What if it turns out that He has little plans for you? There are only so many Pauls and Abrahams and Moses’ and Peters. How many prophets named in the Bible are there? There were only 12 disciples ever and one of them was a devil. Yet millions and billions have been Christians. What about them? There are only so many Charles Spurgeons and John MacArthurs. Many lived, served, and died in obscurity, serving our great God in their small spheres and then went to glory.

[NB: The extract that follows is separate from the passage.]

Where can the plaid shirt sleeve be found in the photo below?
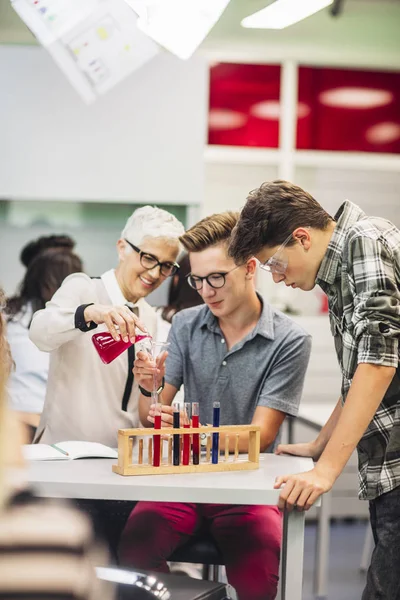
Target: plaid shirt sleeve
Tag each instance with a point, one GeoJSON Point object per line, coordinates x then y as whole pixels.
{"type": "Point", "coordinates": [376, 298]}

It doesn’t have the same ring to say “Believe in Jesus, he has little plans for you!’ Or worse, “Believe in Jesus, you will have trouble in this life!”

It’s offensive to tell people that rather than they are due for some big ministry that they are actually craven sinners no better than a used menstrual rag who need to repent before they are thrown into the Lake of Fire.

Here is reason #2: it might be right, but it also might be false advertising. God maybe has big plans for you all right. It might well be that you will be counted a martyr whose death will mean more to His plan than your puny life. Or if someone converts under the promises of a big future and their future is the same and even a bit worse, (‘trouble in this life’ promise again), they will become discouraged. Worse, if they were only a false convert they will fall away and bring disrepute onto the Name.

Better to say “Repent sinner and become useful to the Great God who rose from the dead”. And the angels would angels rejoice.